Bağımlı kişinin sınır koyamadığı , hayır demekte güçlük çektiği , partnerini kaybetmekten korktuğu ve onu kaybetmemek adına sağlıksız ve mantıksız davranışlarda bulunduğunu görmek karşılaştığımız durumlardır . Burada önemli olan ilişkinin kalitesini bireylerin değerlendirmesi , olumsuz etkilerin farkında olmaları , ilişkinin toksik bir hale geldiğinin bilincinde olmaları terapi almaya ihtiyaç duyduklarını kabul etmeleri önem arz etmektedir.
Terapiye bağlanma problemi olduğu için romantik ilişkiye de yansıma ihtimalinin yüksek olmasından dolayı çift şeklinde katılmak tedaviye iyi yanıt verme ihtimalini arttıracak olup iyileşme süresini de uzun süreli bir hale getirmektedir. Problem çiftler arası bir durum ise sadece çiftlerden birinin psikolojik destek alması , farkındalığın artması , sağlıksız durumları anlatması ve davranış ve düşüncesinin arasında bağlantı kurması çiftin birlikte aldığı desteğe kıyasla değişimi daha yavaş ve ilerlemesi de daha yavaş olacaktır.
Güvensiz bağlanma olması yaşam boyunca bireyin kimseye güvenmediği , güvenmekte zorluk yaşadığı , korkuları sebebi ile kendisini bir ilişkiye hiç bir zaman hazır hissedemediği , denemeye karşı cesaretinin az olması , risk almaktan kaçınması , kararlarının sorumluluğunu almakta güçlük çekmesi gibi bir çok durum romantik ilişkilerinde varlığını sürdürebilir. Psikolojik destek aldığı zaman kişi bu kısır döngüyü nasıl kıracağının da farkında olup baş etme şeklini değiştirir ve psikolojik olarak güçlenmeye başlar.
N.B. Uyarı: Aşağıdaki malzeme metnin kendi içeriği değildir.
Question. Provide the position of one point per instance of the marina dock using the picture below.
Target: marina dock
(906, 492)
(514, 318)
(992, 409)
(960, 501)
Terapi sayesinde birey , Psikolojik güçlenme ardından romantik ilişkilerini daha etkili bir biçimde yönetme becerisi kazanır.
Bağlanmanın sağlıklı olmaması ilişkilerinizi sürekli bu şekilde olumsuz , yıpratıcı bir şekilde devam etmeniz , kaçınmanız anlamına gelmemektedir bu size kısa vadede stresten uzak tutacaktır fakat uzun vadede kişiliğinizden ödün verici konumda olmanız benlik saygınızı da düşmesine sebep olabilir.
Romantik ilişkisinde de bağlanma problemi olan bireylerin 0-3 yaş arasını incelemek gerekiyor. Psikolojik destek almak çok gerekli ve ertelenmemeli . Siz de şu an ilişkinizde buna benzer problemler yaşıyor ve yönetemiyor ,baş etmekte zorluk çekiyor iseniz ruh sağlığı alanında uzman olan ( psikiyatri , psikolog) destek almanızı öneririm.